I regali indesiderati, siano di Natale o messi da parte durante l’anno, segnano una tendenza che va consolidandosi sempre di più negli ultimi anni. Nonostante l’aumento delle tredicesime che è stato costante (45,7 miliardi del 2022, 49 nel 2024, 51,3 nel 2024 e 52,5 nel 2025), questa partita rappresenta una vera e propria “contro spesa”, che vale un risparmio di 3,7 miliardi, 300 milioni più dell’anno scorso e 400 più del Natale pre pandemia.

Un segnale, anche - secondo gli autori - del fatto che si è sempre più portati a spendere per se stessi che non per gli altri.

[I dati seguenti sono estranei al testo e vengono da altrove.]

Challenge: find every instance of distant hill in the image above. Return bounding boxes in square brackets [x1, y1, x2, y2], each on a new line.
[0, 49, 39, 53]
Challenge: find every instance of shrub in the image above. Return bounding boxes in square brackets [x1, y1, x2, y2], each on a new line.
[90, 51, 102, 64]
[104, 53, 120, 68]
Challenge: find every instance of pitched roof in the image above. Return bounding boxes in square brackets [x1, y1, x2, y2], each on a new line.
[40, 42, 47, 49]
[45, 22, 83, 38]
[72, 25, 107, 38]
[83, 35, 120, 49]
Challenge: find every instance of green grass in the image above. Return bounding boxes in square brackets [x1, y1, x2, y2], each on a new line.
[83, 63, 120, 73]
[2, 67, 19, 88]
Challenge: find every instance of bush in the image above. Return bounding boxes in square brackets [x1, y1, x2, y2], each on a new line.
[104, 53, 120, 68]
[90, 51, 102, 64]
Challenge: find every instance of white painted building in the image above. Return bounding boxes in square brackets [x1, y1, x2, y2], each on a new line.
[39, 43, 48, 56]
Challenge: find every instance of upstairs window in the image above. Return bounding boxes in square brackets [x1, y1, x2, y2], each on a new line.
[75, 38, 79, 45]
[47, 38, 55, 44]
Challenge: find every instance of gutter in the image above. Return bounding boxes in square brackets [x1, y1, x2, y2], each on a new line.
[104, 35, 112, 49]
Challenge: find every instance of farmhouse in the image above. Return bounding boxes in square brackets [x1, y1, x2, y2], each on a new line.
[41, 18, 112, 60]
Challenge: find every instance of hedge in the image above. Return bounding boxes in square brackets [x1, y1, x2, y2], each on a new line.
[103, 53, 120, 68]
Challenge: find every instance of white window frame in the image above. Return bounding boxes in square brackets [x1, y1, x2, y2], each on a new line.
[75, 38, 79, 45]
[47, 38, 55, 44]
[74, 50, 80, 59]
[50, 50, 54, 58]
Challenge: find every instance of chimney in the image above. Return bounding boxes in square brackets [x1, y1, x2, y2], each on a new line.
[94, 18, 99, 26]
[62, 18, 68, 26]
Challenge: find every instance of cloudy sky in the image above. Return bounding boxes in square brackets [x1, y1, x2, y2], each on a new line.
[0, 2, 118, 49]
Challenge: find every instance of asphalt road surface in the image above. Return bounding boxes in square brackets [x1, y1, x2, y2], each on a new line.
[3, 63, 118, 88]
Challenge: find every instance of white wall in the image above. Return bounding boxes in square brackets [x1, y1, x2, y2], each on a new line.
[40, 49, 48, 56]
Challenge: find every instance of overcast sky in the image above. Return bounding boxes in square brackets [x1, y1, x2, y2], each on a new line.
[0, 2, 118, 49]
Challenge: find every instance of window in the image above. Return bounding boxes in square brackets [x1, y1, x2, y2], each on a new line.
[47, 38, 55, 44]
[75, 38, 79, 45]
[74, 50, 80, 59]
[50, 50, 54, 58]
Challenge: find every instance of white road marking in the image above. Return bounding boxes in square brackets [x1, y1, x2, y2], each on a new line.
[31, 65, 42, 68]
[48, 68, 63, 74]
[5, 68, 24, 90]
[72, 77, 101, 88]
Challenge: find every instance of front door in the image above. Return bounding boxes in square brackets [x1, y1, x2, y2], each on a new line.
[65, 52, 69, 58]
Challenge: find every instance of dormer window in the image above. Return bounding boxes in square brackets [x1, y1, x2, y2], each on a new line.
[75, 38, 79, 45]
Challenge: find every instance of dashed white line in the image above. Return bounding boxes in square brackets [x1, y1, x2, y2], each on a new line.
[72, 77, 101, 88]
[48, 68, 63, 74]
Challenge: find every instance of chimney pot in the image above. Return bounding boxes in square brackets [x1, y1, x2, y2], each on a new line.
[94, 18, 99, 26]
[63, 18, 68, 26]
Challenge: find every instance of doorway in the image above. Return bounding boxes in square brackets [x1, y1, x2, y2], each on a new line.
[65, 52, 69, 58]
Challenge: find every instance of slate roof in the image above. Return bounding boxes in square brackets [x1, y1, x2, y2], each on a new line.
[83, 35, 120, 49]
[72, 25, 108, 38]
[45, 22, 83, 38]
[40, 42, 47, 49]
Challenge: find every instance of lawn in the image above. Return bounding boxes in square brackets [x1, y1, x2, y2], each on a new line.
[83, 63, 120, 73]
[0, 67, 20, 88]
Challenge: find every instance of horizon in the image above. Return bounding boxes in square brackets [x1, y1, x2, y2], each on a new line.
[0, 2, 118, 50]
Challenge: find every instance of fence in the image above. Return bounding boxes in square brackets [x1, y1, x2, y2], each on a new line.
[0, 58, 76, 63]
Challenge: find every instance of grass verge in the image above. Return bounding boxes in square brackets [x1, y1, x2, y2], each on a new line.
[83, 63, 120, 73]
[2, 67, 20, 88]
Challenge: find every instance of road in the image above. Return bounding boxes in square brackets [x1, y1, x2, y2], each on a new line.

La ricerca spasmodica del risparmio, determinata dall’incertezza e dal caro vita che erode i risparmi e il potere di acquisto per una fetta notevole di italiani, oltre talvolta all’egoismo e altre ancora alla necessità, portano a proteggere la loro spesa personale. Ne esce il ritratto di un’Italia del malcontento, dove si indebolisce il ceto medio e gli italiani in povertà sono circa 10 milioni.